To overcome limitations, various methods and technologies have been investigated to initiate nucleation and optimize the drying process. The most common of these include the addition of an annealing cycle or the use of a controlled nucleation technique, such as pressurization and depressurization technique.
Adding an annealing cycle to maintain the formulation above its sub ambient glass transition temperature (Tg’), and below the ice melting temperature for a specific length of time, has been the standard method for many years to create larger ice crystals and minimize the fluctuation in drying rates (Figure 2). However, this technique can be detrimental to protein stability and doesn’t standardize the nucleation temperature which can still result in batch variability.There are less common alternative approaches to create nucleation, however many of these options are only feasible at the laboratory-scale production of lyophilized samples and are not possible for larger-scale commercial production. Although one of these methods (ice-fog technique) controls nucleation, the vials generally nucleate within a minute or two from each other rather than simultaneously since distribution of the ice-fog in the convoluted freeze dryer chamber can be problematic.
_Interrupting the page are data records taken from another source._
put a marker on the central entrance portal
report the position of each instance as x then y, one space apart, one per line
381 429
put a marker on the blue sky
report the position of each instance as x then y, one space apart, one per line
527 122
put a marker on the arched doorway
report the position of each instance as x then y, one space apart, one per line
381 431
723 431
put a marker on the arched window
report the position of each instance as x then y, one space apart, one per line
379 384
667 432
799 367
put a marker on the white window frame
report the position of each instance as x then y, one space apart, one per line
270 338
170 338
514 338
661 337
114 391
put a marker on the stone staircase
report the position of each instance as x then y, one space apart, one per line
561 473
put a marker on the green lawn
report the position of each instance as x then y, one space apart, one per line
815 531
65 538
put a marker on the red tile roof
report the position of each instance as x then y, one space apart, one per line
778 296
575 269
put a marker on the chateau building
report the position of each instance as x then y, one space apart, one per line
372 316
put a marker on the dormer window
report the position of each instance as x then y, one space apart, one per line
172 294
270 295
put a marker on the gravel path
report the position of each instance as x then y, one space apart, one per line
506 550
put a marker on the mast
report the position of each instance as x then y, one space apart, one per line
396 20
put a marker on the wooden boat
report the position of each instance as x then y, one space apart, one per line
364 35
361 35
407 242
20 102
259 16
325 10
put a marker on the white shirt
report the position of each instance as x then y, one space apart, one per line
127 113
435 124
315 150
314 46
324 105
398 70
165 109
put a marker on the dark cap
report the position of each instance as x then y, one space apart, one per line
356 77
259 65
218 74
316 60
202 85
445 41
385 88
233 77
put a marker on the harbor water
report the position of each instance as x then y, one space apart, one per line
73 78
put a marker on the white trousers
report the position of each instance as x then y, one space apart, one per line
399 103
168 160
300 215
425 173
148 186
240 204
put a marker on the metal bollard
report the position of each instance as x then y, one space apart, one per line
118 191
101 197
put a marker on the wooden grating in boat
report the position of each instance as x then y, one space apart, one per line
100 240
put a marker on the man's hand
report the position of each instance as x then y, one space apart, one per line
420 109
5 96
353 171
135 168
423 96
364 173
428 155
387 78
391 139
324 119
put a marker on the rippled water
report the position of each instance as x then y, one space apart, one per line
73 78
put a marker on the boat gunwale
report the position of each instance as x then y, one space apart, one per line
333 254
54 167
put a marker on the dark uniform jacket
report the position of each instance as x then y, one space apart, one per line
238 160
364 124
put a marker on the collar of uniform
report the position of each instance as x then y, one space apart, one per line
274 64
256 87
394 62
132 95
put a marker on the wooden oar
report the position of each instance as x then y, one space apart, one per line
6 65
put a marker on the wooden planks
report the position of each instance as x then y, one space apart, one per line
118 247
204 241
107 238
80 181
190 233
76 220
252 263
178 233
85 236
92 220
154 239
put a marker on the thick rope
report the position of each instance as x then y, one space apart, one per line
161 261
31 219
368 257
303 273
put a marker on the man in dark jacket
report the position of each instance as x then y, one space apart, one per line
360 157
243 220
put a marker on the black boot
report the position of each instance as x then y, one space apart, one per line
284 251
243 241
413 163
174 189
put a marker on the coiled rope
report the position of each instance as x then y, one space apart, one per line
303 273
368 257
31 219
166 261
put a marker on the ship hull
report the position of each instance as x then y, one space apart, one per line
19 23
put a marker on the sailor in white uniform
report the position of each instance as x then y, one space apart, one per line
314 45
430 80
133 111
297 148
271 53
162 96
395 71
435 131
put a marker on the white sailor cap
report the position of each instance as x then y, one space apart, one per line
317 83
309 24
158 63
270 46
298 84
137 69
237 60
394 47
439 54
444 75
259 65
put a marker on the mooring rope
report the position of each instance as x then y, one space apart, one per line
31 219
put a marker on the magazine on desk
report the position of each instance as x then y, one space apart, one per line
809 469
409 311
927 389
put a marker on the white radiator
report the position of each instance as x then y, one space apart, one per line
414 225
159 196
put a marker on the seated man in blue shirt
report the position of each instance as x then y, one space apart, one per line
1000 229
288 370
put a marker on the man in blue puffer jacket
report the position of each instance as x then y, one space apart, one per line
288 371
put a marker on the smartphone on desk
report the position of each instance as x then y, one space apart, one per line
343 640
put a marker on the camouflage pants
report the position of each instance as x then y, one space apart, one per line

The pressurization/depressurization technique of controlled ice nucleation involves cooling the entire batch of vials to a temperature below the thermodynamic freezing point but above the temperature at which stochastic nucleation starts, followed by pressurization of the freeze-dryer chamber with an inert gas such as nitrogen or argon. When thermal equilibrium, has been achieved, the excess pressure is released rapidly (depressurization), causing ice crystals to form at the top of the solution and propagate throughout the vial within seconds. With this method, ice formation is induced at virtually the same time for all vials in the batch (Figure 3).